She herself had said it. I do not trust you, goblin. I won’t let you hurt me.
“Your face,” Laya said. As she spoke, she traced his jaw with her finger. Her feathery touch sent sensations straight to his groin.
“A monster’s face,” he said bitterly. “I know. Don’t you think I know I am ugly?”
Laya laughed in surprise. Akraz began to hate her, finally. He could not help what he was. Her laughter at his ugliness struck him as crueler than all of Zathstragomal’s most sadistic torments.
“Is that what passes for ugliness among goblins?” Laya asked in amusement. “I suppose to goblins, what we consider beautiful is considered ugly and vice versa. How very strange! I have to admit, I always wondered how goblin men could stand the sight of goblin women, but now I realize how parochial that was of me. To you, I suppose that warts and fangs are quite the thing.
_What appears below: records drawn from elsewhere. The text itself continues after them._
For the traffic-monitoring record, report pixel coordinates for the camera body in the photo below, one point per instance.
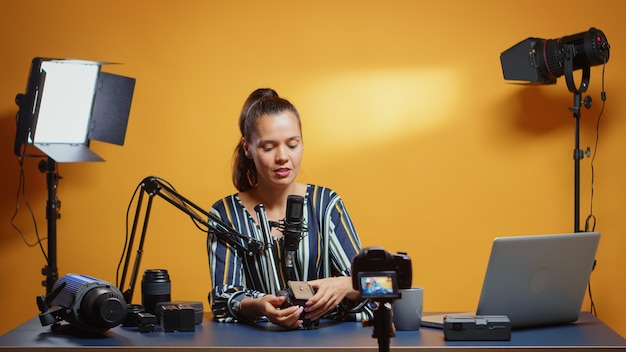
(378, 274)
(296, 294)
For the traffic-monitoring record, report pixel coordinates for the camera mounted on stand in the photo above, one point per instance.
(379, 276)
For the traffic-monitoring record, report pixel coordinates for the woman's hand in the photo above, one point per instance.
(330, 292)
(268, 305)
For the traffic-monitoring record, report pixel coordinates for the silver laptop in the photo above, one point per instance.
(535, 280)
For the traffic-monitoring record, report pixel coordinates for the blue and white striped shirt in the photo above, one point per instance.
(326, 251)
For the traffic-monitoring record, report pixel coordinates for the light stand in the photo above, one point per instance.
(576, 111)
(542, 61)
(152, 186)
(52, 214)
(67, 104)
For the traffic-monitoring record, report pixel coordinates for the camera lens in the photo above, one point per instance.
(155, 287)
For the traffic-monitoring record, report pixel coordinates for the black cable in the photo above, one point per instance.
(591, 217)
(119, 265)
(21, 191)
I am considered passing fair by my own people, but by goblin standards, that must make me an eyesore!” She laughed again. “Don’t worry, I think I understand now.”
Her words baffled him. After all, if goblins found elven beauty so offensive, why would they prize elven slave girls as booty above all others?
“Mistress, I don’t think you do understand,” Akraz said stiffly. “Goblins are not toads, even if we resemble them. We have the same standards of beauty as the other demi-human races. However, we do not have the same luxury to indulge in beauty as other races. We have found ugliness to be more useful.”
“Are you saying you chose to be ugly?” she asked in disbelief.
“Goblins choose very little about our own lives,” Akraz said. “In my case, for instance, I was given my face by my Master—I beg your forgiveness, Mistress, my former Master—when I was six or seven, and first sold to him. He cast me into the magic fire of his forge, which burnt away my true face and gave me the animal-like face and fangs that I bear today. Later, after I had risen in the ranks of his army, it was with a brand heated in that same forge that he branded my palm with his ensorcelled mark.”
“But that’s barbarous!” Laya said. “Why? Why would anyone do such a thing?”
“To make us more fearsome to our enemies, I suppose,” Akraz said coldly. “Or perhaps to set us apart from those who serve the Light, which is why our womenfolk are also forcibly disfigured. After all,” he paused and stared at her with a strange, powerful hunger, “Elves and goblins once belonged to one people. In the First Age, the Dark God captured many elves, took them away to Mount Murk and burned them with his mark in the forge of the fires beneath the mountain. Thereafter, they served him and the cause of Darkness, while your ancestors remained in the woods and dells of the fair world above, serving the Gods of Light.”
“Yes, I remember the ancient tales,” Laya said in a subdued voice. “But I did not realize it was still being done, even today. I did not realize that goblins were each born fair and then marred one by one.”
Akraz shrugged. He had long ago learned that there were injustices which could not be righted, only endured.
“Akraz,” Laya said softly. “Your face is not monstrous. I believe that the same magic I used to block your Master from tracking you through the mark on your palm must have reversed whatever the fires of Mount Murk did to you.”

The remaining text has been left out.